Staatsverweigerer stehen in Krems vor Gericht

Claudia  Brandt Claudia Brandt, Tips Redaktion, 15.03.2017 16:09 Uhr

KREMS. Unter großen Sicherheitsvorkehrungen mussten sich heute mehrere mutmaßliche „Staatsverweigerer“ vor dem Landesgericht Krems verantworten. Sie werden beschuldigt, eine „Gerichtsverhandlung“ gegen eine Waldviertler Rechtsanwältin anberaumt und die Frau in diesem Zusammenhang massiv bedroht und verfolgt zu haben. Fünf der insgesamt acht Angeklagten sind jedoch nicht zum Prozess erschienen. Dieser wurde am Abend schließlich vertagt.

Ende Juli 2014 räumten rund 50 Polizeibeamte einen ehemaligen Bauernhof in Hollenbach bei Waidhofen an der Thaya. Rund 200 Personen, die sich als Mitglieder des selbst ernannten „International Common Law Court of Justice, Vienna“ (ICCJV) deklarierten, wollten dort nach Angaben der Staatsanwaltschaft eine „Gerichtsverhandlung“ durchführen. „Angeklagt“ und auch „verurteilt“ werden sollte von ihnen eine Rechtsanwältin aus Dobersberg, die als Sachwalterin für ein Mitglied der Gruppierung tätig war. Insgesamt acht mutmaßlich führende Organisatoren dieser „Verhandlung“ müssen sich nun vor dem Landesgericht Krems verantworten, da sie die Anwältin im Vorfeld beharrlich verfolgt und zur Teilnahme an der „Verhandlung“ genötigt haben sollen.

Angeklagten beteuern Unschuld

Von den acht Angeklagten erschienen heute schließlich drei vor Gericht.

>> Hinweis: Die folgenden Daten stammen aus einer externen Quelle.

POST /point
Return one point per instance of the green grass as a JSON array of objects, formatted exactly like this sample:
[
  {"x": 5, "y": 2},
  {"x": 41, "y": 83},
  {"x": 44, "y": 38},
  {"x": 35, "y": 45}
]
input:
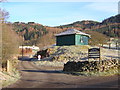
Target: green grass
[
  {"x": 96, "y": 73},
  {"x": 11, "y": 78}
]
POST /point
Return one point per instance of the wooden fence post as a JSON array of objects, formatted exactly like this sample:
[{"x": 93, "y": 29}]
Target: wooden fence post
[{"x": 9, "y": 66}]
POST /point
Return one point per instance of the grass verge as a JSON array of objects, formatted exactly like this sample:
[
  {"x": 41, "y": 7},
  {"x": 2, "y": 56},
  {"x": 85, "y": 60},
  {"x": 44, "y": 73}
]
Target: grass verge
[{"x": 10, "y": 78}]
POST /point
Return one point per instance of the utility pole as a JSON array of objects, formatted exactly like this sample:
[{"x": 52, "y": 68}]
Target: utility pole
[{"x": 22, "y": 51}]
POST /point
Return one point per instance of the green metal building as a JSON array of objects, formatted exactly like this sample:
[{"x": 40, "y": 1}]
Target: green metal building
[{"x": 72, "y": 37}]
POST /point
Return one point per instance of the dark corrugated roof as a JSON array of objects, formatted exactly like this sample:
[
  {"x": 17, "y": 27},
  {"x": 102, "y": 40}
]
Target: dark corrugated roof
[{"x": 72, "y": 31}]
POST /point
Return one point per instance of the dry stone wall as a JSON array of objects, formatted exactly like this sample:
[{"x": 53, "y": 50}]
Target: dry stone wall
[{"x": 91, "y": 65}]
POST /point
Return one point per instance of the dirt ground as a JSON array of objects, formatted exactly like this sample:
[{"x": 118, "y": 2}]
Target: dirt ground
[{"x": 51, "y": 77}]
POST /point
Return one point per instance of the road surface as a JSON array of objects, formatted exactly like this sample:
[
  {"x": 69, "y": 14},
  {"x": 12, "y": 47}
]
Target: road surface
[{"x": 51, "y": 77}]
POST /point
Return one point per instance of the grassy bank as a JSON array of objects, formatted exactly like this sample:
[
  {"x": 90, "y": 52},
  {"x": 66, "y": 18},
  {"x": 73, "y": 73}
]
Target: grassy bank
[
  {"x": 9, "y": 78},
  {"x": 96, "y": 73}
]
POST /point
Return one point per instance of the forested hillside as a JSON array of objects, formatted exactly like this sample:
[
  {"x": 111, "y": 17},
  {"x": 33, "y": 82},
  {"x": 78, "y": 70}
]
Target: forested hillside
[
  {"x": 109, "y": 26},
  {"x": 37, "y": 34}
]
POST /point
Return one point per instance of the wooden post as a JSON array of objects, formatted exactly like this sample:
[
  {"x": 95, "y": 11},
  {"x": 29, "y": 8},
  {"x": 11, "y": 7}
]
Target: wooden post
[
  {"x": 22, "y": 52},
  {"x": 8, "y": 66}
]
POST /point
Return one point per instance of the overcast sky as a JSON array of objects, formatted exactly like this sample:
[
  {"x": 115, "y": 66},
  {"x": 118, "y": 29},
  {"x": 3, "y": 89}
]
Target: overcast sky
[{"x": 59, "y": 13}]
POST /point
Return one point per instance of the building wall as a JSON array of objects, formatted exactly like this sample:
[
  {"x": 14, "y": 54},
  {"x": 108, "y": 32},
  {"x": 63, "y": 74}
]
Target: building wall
[
  {"x": 65, "y": 40},
  {"x": 81, "y": 40}
]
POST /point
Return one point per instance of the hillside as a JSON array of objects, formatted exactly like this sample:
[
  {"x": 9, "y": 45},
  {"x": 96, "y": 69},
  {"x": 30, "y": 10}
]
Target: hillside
[
  {"x": 37, "y": 34},
  {"x": 109, "y": 26}
]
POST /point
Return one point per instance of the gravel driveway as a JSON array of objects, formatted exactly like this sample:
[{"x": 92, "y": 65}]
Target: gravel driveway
[{"x": 52, "y": 77}]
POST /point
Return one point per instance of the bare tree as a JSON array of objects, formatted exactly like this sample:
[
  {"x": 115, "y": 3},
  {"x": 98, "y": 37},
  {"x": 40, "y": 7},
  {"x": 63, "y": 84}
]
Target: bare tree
[{"x": 4, "y": 15}]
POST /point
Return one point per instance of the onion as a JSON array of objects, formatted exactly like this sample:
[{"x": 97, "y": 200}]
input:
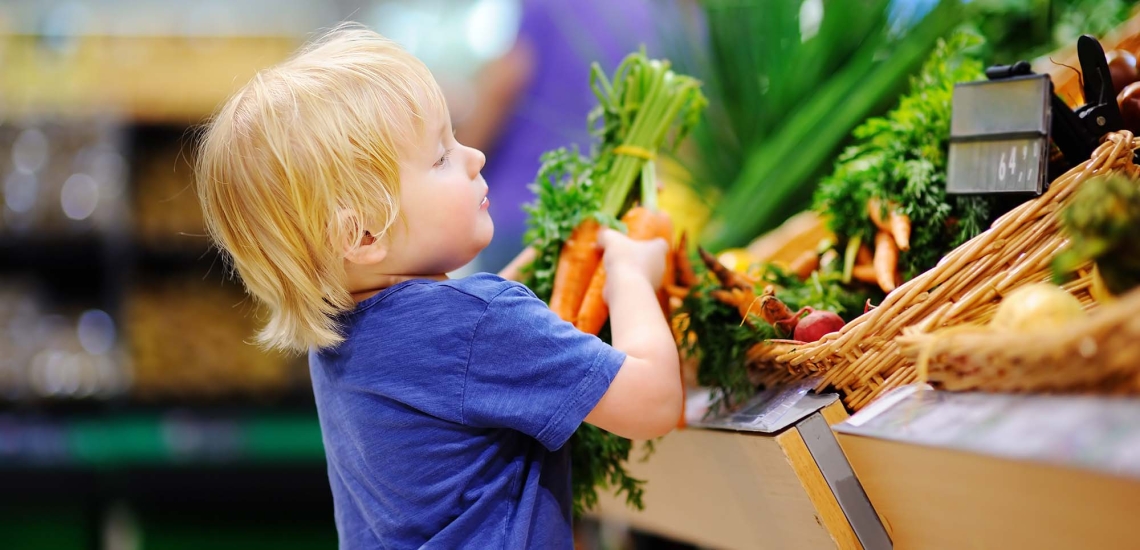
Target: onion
[
  {"x": 1037, "y": 306},
  {"x": 815, "y": 324},
  {"x": 1129, "y": 100}
]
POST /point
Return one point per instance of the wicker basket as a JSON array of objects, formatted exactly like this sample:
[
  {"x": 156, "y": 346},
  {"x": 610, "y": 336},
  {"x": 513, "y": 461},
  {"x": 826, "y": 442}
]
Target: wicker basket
[
  {"x": 1099, "y": 355},
  {"x": 863, "y": 360}
]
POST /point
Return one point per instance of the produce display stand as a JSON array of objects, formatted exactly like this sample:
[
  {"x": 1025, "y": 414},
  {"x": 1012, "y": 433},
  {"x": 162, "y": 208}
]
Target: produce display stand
[
  {"x": 770, "y": 477},
  {"x": 995, "y": 470}
]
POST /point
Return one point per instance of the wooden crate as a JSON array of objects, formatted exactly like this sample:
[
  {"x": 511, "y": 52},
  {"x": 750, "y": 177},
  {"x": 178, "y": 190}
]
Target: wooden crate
[
  {"x": 939, "y": 482},
  {"x": 749, "y": 491}
]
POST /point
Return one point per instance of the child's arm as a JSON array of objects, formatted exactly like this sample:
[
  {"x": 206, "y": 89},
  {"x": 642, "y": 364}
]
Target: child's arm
[{"x": 644, "y": 399}]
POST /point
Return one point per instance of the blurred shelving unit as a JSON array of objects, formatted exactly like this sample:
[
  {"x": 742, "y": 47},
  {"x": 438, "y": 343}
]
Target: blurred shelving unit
[{"x": 133, "y": 410}]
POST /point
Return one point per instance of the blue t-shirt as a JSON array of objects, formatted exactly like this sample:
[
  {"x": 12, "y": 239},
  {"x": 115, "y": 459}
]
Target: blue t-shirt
[{"x": 446, "y": 412}]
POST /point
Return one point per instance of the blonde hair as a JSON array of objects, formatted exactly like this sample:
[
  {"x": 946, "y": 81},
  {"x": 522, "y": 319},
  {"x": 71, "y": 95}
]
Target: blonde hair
[{"x": 298, "y": 162}]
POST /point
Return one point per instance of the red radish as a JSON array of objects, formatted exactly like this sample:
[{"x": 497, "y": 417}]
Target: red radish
[{"x": 815, "y": 324}]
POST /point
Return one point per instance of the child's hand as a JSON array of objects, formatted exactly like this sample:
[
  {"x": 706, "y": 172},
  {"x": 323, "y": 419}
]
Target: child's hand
[{"x": 626, "y": 257}]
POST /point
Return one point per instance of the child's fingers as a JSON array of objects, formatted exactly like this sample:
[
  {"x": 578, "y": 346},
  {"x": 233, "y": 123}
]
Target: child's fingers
[{"x": 607, "y": 236}]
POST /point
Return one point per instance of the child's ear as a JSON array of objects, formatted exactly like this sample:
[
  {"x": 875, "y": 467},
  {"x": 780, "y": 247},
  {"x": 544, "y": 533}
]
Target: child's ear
[{"x": 368, "y": 251}]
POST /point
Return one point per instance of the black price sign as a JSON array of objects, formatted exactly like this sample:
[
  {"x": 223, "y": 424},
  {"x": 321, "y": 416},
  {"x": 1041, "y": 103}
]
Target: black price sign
[{"x": 999, "y": 136}]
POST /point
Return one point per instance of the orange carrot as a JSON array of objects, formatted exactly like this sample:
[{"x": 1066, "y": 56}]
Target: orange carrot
[
  {"x": 864, "y": 273},
  {"x": 886, "y": 260},
  {"x": 804, "y": 264},
  {"x": 901, "y": 229},
  {"x": 897, "y": 224},
  {"x": 577, "y": 263},
  {"x": 643, "y": 225}
]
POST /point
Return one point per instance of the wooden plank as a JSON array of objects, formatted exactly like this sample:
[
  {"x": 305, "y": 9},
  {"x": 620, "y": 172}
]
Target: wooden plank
[
  {"x": 835, "y": 413},
  {"x": 726, "y": 490},
  {"x": 942, "y": 499},
  {"x": 811, "y": 478},
  {"x": 152, "y": 79}
]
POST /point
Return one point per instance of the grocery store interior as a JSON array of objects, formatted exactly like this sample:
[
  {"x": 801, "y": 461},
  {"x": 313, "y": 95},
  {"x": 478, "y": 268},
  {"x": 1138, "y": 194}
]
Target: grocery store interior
[{"x": 137, "y": 411}]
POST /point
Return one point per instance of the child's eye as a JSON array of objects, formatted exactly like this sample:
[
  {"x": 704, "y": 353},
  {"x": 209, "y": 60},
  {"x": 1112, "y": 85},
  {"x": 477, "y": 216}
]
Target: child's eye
[{"x": 442, "y": 160}]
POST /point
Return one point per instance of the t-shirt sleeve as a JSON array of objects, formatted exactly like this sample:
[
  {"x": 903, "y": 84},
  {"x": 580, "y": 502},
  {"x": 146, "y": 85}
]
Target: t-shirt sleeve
[{"x": 531, "y": 371}]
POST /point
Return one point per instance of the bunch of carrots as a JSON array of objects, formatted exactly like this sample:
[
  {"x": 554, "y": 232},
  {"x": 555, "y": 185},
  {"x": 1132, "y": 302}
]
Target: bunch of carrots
[
  {"x": 634, "y": 118},
  {"x": 645, "y": 108},
  {"x": 580, "y": 275},
  {"x": 893, "y": 235}
]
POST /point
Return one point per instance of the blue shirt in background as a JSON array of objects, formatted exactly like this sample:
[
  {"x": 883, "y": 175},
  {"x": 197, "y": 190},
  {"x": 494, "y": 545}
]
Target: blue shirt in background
[{"x": 446, "y": 412}]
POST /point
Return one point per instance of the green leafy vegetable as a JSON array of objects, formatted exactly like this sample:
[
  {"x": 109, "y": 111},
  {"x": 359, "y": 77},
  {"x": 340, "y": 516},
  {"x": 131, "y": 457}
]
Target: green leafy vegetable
[
  {"x": 788, "y": 85},
  {"x": 1101, "y": 224},
  {"x": 719, "y": 340},
  {"x": 902, "y": 158},
  {"x": 642, "y": 107}
]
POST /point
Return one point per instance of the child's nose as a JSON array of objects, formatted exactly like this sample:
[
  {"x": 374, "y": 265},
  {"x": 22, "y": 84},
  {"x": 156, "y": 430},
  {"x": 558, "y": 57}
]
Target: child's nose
[{"x": 478, "y": 160}]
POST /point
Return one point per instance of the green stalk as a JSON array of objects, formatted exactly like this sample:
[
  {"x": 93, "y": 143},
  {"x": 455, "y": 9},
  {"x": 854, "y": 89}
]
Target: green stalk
[{"x": 807, "y": 139}]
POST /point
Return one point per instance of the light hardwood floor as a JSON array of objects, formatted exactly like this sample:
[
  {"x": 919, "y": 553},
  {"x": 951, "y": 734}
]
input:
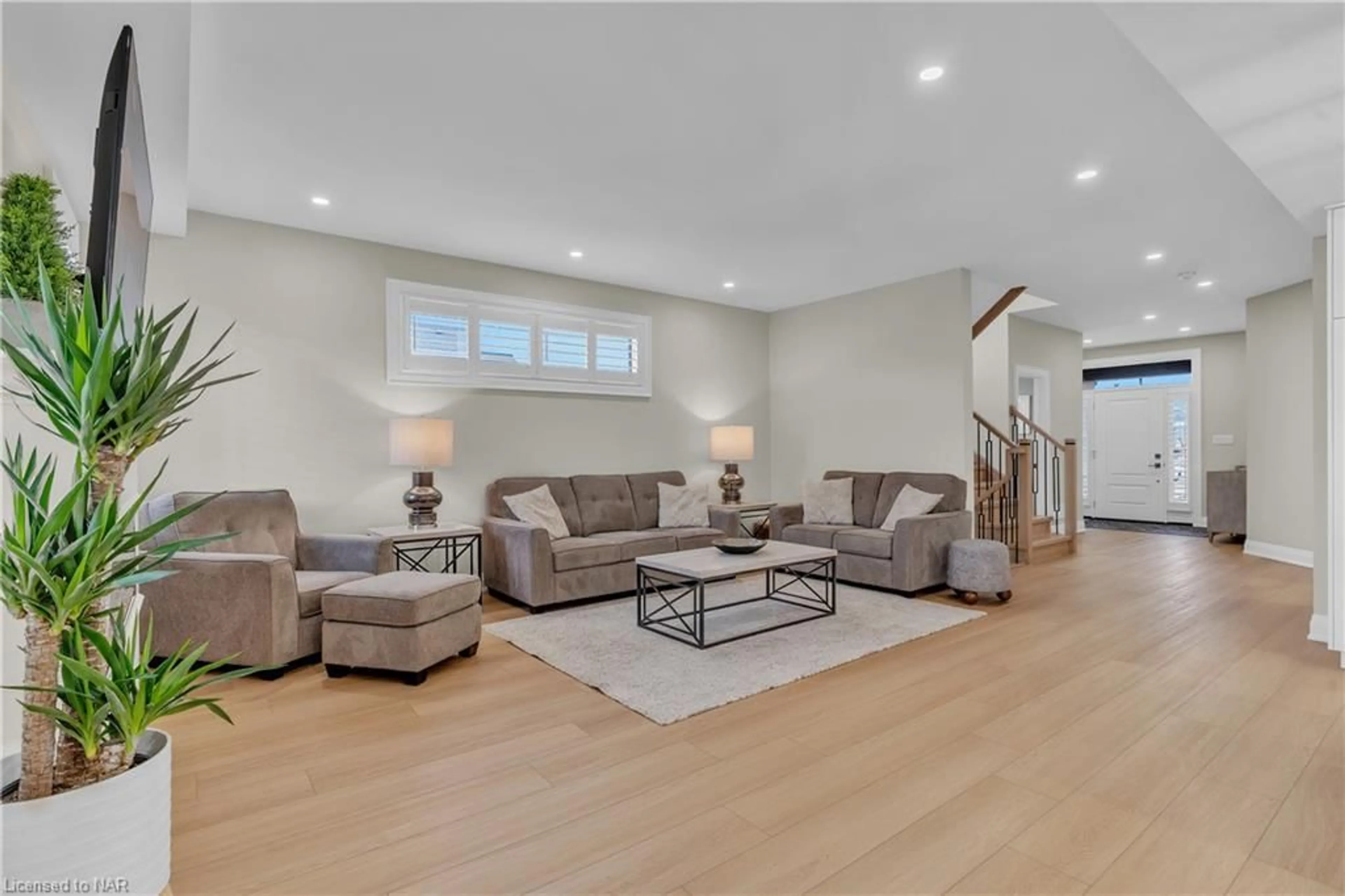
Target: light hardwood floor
[{"x": 1146, "y": 716}]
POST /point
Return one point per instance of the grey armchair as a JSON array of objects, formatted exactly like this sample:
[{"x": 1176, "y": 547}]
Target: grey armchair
[{"x": 257, "y": 594}]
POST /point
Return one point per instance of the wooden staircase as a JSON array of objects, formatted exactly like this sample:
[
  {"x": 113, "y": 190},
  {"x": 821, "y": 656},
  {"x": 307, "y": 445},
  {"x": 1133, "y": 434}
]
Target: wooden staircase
[{"x": 1021, "y": 488}]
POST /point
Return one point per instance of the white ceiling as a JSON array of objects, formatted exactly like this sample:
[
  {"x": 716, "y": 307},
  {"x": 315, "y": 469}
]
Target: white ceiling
[
  {"x": 789, "y": 149},
  {"x": 1268, "y": 78}
]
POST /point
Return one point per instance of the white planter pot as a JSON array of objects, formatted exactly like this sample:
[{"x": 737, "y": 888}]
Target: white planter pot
[{"x": 112, "y": 837}]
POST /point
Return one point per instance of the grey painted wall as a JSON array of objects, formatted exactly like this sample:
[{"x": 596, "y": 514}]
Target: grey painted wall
[
  {"x": 877, "y": 380},
  {"x": 310, "y": 317},
  {"x": 1281, "y": 499}
]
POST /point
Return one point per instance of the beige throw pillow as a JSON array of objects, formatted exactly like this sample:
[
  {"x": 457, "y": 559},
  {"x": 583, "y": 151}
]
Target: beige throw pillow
[
  {"x": 682, "y": 506},
  {"x": 540, "y": 509},
  {"x": 911, "y": 502},
  {"x": 829, "y": 502}
]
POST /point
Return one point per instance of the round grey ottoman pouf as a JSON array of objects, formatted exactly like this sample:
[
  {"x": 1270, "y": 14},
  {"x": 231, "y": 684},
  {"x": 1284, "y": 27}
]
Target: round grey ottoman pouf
[{"x": 980, "y": 566}]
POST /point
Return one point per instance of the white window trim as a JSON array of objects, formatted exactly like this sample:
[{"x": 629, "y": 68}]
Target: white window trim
[
  {"x": 1196, "y": 512},
  {"x": 475, "y": 374}
]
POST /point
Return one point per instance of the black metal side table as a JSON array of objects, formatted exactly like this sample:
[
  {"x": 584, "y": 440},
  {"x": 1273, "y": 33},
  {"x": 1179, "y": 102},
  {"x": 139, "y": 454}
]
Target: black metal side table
[
  {"x": 420, "y": 549},
  {"x": 754, "y": 517}
]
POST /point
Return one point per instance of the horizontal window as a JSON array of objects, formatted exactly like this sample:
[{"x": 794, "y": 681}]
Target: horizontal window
[{"x": 442, "y": 336}]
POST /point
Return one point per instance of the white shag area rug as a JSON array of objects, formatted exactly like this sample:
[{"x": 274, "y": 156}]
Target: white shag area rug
[{"x": 666, "y": 681}]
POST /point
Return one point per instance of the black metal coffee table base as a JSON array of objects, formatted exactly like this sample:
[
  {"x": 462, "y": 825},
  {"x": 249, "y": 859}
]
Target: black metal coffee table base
[{"x": 674, "y": 606}]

Zwei von ihnen, die laut Staatsanwältin als „Hilfssheriffs“ fungieren sollten, beteuerten, nichts mit der geplanten „Verhandlung“ zu tun gehabt zu haben. Beide berichteten zwar, wiederholt auf dem Bauernhof in Hollenbach gewesen zu sein, jedoch mit dem Ziel zu helfen. Einer der Beiden, ein 57-jähriger Arzt aus Wien, erklärte seine Anwesenheit auf dem Hof damit, dass er die Bewohnerin, welche unter Sachwalterschaft der Rechtsanwältin stand, mental unterstützen wollte. Mit dem Gedankengut der staatsfeindlichen Freemen-Bewegung habe er sich hingegen nie identifiziert. Wie seine Unterschrift und sein Fingerabdruck auf den Gründungsvertrag des ICCJV gekommen sind, konnte er dem Gericht nicht erklären.

„Ein Riesenschwachsinn“

Ein weiterer Angeklagter, ein 29-jähriger Auszubildender aus Klosterneuburg, räumte ein, sich in einem psychischen Ausnahmezustand befunden zu haben und daher vorübergehend für das Gedankengut der Freemen empfänglich gewesen zu sein. Mittlerweile distanziere er sich von der Bewegung und bezeichnet sein Tun als „Riesenschwachsinn“. Weiters gestand er, gemeinsam mit anderen Mitgliedern der Bewegung und einem selbstgestrickten Haftbefehl gegen die Dobersberger Rechtsanwältin auf die Polizeiinspektion Waidhofen gegangen zu sein. Dort wollten sie sich von den  Beamten Unterstützung beim Vollzug des Haftbefehls holen, scheiterten jedoch mit ihrer Forderung.

„Haftbefehl“ gegen Erwin Pröll

Der „Haftbefehl“ selbst wurde von einem 53-jährigen Mann aus der Steiermark unterzeichnet, der sich ebenfalls vor dem Landesgericht Krems verantworten muss. Zu Beginn der Verhandlung machte er noch mit lautstarken Parolen auf sich aufmerksam, bei seiner Vernehmung wurde der ehemalige Berufsfeuerwehrmann schließlich immer kleinlauter. Er gab an, Gründungsmitglied des ICCJV zu sein, den er als „Weisenrat“ beziehungsweise „Ältestenrat“ bezeichnete. Ziel der Organisation sei gewesen, diverse Verschwörungen im Banken- und Staatsbereich aufzudecken. Wie die Arbeit seiner Initiative jedoch genau funktionierte, konnte er nicht sagen. Neben der Rechtsanwältin stellte die Gruppierung übrigens auch einen „Haftbefehl“ gegen Landeshauptmann Erwin Pröll (ÖVP) aus…    

 

Der Prozess wurde am Abend auf den 12. April vertagt.